A Celery Scheduler for tracking and maintaining user workloads.

A Celery and Redis infrastructure to maintain and track user trainings, notebooks and deployments.

Varun Sai

9/25/20232 min read

For a machine learning platform, tracking the status of the multiple user workloads such as ML training containers, Jupyter notebooks and ML deployments (Function as a Service) is one of the most critical tasks as many functionalities depends on the status of the workload.

For example, a user cannot look at the result of a workload if the workload is stuck in the "RUNNING" state but it actually got executed in the backend and the result is ready. Another example might be, a user cannot access a deployed ML model to use in their production environments if the deployment container is stuck in "DEPLOYING" state and never reaches the "READY" state.

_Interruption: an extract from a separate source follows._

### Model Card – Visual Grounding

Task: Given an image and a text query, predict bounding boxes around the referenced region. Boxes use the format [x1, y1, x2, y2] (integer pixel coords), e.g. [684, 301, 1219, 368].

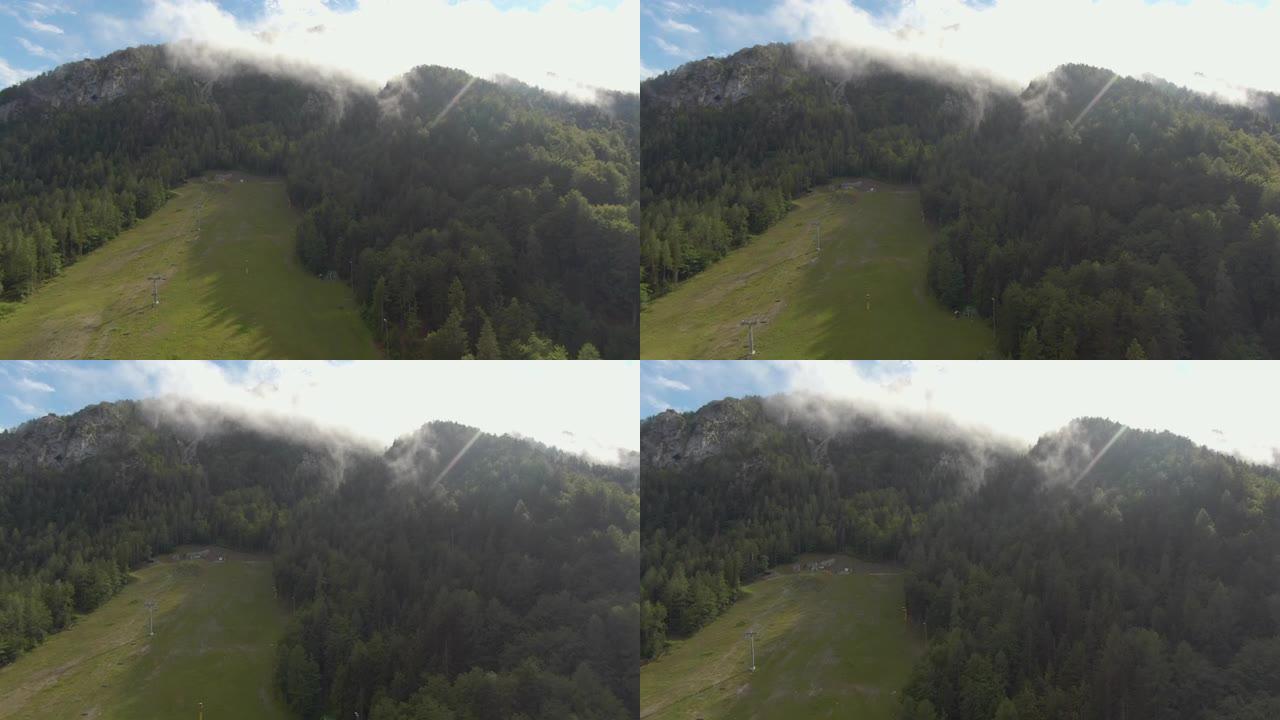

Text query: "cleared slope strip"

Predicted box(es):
[0, 173, 378, 359]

Though the platform had a feature to achieve this, it revolved around the container sending the information about its status to the server and consequentially to the database. This had multiple points of failure and resulted in many issues such as a container being stuck "RUNNING" state and so on. A better, robust solution which was less prone to errors was needed.

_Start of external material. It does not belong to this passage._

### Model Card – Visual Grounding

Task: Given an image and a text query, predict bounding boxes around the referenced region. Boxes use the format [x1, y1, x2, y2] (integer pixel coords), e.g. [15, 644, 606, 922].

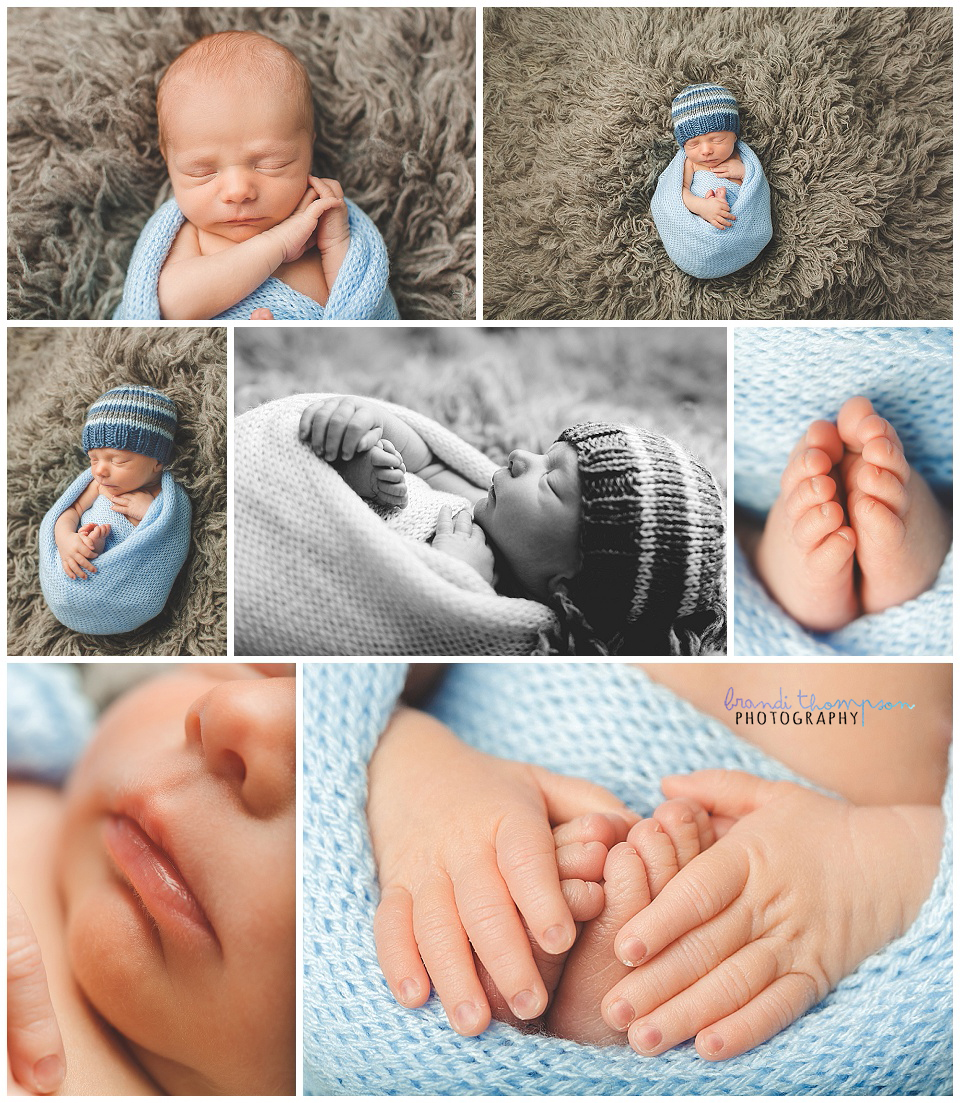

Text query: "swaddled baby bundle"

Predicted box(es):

I was part of the sub-team of 4 developers who took ownership of the new feature from conception to production. As a start, more states were introduced for the containers to reduce ambiguity. Multiple flows were designed for each type of container (The platform gives the user to create notebooks, run ML trainings, deploy their ML model to be used in production (Function as a Service)). A Django application was created which is connected to a Redis queue which send tasks to a Celery worker running in the application. The application was also connected to the database which keeps track of the statuses of these containers and also has added functionality to update the main database through an API call.

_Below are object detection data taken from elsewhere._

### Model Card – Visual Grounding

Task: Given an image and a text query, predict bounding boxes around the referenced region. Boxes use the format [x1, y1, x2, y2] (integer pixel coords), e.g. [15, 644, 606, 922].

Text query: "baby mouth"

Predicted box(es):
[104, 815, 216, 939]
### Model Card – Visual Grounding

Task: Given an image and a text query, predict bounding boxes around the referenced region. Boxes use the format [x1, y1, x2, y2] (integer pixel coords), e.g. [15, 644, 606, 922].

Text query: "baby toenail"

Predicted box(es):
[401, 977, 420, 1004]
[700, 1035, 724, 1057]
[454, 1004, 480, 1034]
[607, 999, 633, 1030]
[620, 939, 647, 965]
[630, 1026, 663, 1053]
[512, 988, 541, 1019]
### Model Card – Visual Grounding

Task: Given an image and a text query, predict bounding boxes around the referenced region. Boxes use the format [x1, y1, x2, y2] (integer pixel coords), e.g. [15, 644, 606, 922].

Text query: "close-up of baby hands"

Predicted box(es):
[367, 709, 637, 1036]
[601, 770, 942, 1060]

A typical cycle (lets take training containers for example) of a worker is as follows:

A worker receives a task to check the current status of all the RUNNING containers.
The worker would then run a query against the database to fetch all the RUNNING containers. But this is limited to 10 - 15 records so as to not overwhelm the worker which would result in the worker going down.
The worker would send requests to each container (The container has an API to return its current state) to get the current state.
It would then update the database for the corresponding records and also update the main database through an API call.

Time taken to complete (multiple workers deployed in production for different types of containers): 4 - 5 Sprints.

Tech Stack Used : Python, Celery, Redis, Django.